Today’s guest post by Carlos Bovell, his third, is an edited excerpt from chapter 4 of his upcoming book Rehabilitating Inerrancy in a Culture of Fear (Wipf & Stock, 2012).
Carlos is becoming a leading critic of the evangelical notion of biblical inerrancy, but unlike other such critiques, his is not the rant of an outsider, but the careful, nuanced, and compelling observations of one coming from within an evangelical paradigm, drawing on his own experience.
His main concern is not simply the intellectual difficulties of biblical inerrancy but the spiritual destruction that occurs in the lives of young Christians when they are given no viable alternative.
Carlos is a graduate of Westminster Theological Seminary and The Institute for Christian Studies, Toronto. He is also the author of Inerrancy and the Spiritual Formation of Younger Evangelicals (Wipf & Stock, 2007), By Good and Necessary Consequence: A Preliminary Genealogy of Biblical Foundationalism (Wipf & Stock, 2009), and an editedvolume,Interdisciplinary Perspectives on the Authority of Scripture (Wipf & Stock, 2011).
Students often approach the academic study of the Bible, in seminary or graduate school, confident that they already possess a more or less accurate idea of what the overall intent of scripture is; their focus is deepening that knowledge.
Early confidence and enthusiasm all too often give way to cognitive dissonance, even a sense of betrayal, when they begin to encounter what I call the “academic-apologetic dilemma.”
During their studies, evangelical students in research universities and divinity schools are presented with alternate models explaining how scripture works. In these settings, no explicit attention is given to how these new models are compatible with the students’ inerrantist models–which, of course, is perfectly understandable.
As students mature in their knowledge of the disciplines and begin seeing why the critical models are so widely accepted, cognitive dissonance can develop. This leads to an academic-apologetic dilemma: the academic model is intellectually compelling but thoroughly challenges and undermines the picture of the Bible presented to them by the evangelical inerrantist apologists of their earlier training.
My target audience for Rehabilitating Inerrancy is these “post-inerrantist” students caught on the horns of this dilemma. My main concern is to begin a discussion around the question, “How can students maintain a deep respect for scripture despite everything they have come to know about scripture?” In other words, how can their new and old worlds be in conversation.

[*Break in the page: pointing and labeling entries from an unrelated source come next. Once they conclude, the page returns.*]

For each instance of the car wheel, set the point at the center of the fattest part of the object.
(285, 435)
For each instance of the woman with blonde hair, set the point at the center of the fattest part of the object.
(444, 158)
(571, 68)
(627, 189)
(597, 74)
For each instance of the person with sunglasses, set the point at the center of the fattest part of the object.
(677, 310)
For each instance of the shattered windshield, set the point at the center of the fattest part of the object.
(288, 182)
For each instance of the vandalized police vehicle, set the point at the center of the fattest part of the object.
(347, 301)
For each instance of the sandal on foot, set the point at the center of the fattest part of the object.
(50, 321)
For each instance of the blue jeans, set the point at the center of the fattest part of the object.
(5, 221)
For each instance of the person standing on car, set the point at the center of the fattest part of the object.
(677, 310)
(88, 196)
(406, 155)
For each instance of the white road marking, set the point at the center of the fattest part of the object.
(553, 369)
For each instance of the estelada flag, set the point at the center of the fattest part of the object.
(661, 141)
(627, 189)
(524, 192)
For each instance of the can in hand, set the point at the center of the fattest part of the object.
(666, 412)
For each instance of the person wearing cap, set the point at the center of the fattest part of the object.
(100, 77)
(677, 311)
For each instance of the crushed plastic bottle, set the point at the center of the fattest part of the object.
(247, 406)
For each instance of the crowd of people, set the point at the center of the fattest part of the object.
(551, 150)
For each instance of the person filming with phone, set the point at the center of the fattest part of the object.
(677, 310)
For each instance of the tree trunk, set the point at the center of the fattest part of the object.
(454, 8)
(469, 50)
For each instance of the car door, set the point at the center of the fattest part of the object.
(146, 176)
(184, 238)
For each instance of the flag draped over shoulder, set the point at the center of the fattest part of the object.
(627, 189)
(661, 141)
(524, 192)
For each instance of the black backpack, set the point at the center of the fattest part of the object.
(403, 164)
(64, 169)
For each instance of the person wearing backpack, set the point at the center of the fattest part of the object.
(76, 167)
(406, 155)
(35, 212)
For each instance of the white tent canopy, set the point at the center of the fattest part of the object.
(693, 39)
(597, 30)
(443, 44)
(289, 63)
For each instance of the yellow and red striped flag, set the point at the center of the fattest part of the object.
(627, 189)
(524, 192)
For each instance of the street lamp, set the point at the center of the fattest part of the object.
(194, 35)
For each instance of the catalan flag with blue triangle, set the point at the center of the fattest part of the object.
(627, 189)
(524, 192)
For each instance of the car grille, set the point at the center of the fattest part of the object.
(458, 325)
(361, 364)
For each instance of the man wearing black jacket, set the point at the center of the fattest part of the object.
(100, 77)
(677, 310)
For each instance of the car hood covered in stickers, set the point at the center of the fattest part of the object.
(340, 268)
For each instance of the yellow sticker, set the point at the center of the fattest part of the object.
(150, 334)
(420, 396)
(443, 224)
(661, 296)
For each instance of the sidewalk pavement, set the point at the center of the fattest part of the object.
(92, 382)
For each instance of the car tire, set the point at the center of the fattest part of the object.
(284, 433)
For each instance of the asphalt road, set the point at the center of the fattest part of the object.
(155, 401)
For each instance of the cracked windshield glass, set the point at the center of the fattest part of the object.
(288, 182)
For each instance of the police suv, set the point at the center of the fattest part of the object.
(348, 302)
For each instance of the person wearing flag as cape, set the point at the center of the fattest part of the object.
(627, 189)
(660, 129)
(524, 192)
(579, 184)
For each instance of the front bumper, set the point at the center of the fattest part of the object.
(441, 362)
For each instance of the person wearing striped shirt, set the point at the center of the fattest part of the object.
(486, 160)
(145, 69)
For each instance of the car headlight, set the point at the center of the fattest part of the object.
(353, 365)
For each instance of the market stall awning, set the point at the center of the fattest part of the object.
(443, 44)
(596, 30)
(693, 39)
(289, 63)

The recent spate of inerrantist apologetics books is a theological sign of the times (e.g., 1, 2, 3, 4, 5, 6). This certainly speaks to the tensions among evangelicals on this topic, but it may also signal that God is calling the present generation of bibliologists to work together to find a plausible, salient way of neutralizing the academic-apologetic dilemma.
This is particularly acute in Protestant traditions. Great stress was placed on the centrality of the Bible understood according to ways of thinking that were wholly appropriate in earlier times. It should come as no surprise, then, that those Protestant traditions that place a heavy emphases on inviolability of older paradigms of scripture will be precisely the ones positioned to experience the most profound changes.
The threat of such changes is prompting inerrantist leaders to voice publicly the fears of their representative traditions concerning “attacks” on inerrancy. After all, few people like being told to change their ways. But when it comes to inerrancy, the run-of-the-mill, human resistance to change seems to morph into something like an eschatological intransigence.
The main fear appears to be that any change in bibliological outlook quickly leads to heterodoxy. Even genuinely constructive attempts to re-conceptualize inerrancy are presented to laypeople and students as immodest and subversive moves towards apostasy.
Whenever inerrantist institutions try publically to respond to such concerns, they often adopt the rhetoric of fear. The cultural climate they precipitate stymies imagination and forestalls much needed conversation over conceptual developments in bibliology.
Thus the onus to foster the conversation is awkwardly placed on students or young faculty members, those living in the tensions between the academic and apologetic worlds and who feel the most pressure and enthusiasm for synthetic thinking.
Yet in order to be effective, students require the intellectual freedom to carry out their work. The same sociological forces that prevent evangelical leaders from joining the conversation also exert tremendous pressure on younger evangelicals.
There is a cycle of fear, and the question is how to break it.
What students decide to do with inerrancy now is bound to influence inerrantism’s future as a viable cultural force. And what inerrantism needs more than anything else is help conceptually transitioning from outdated bibliological assumptions, born in segments of Christian history that were not privy to the information that we have today.
There is a great need for evangelical schools and churches to begin genuine conversations surrounding inerrancy. Rehabilitating Inerrancy in a Culture of Fear is aimed at describing some of the unhelpful dynamics at work within inerrantism in order to help move the conversation forward in constructive ways.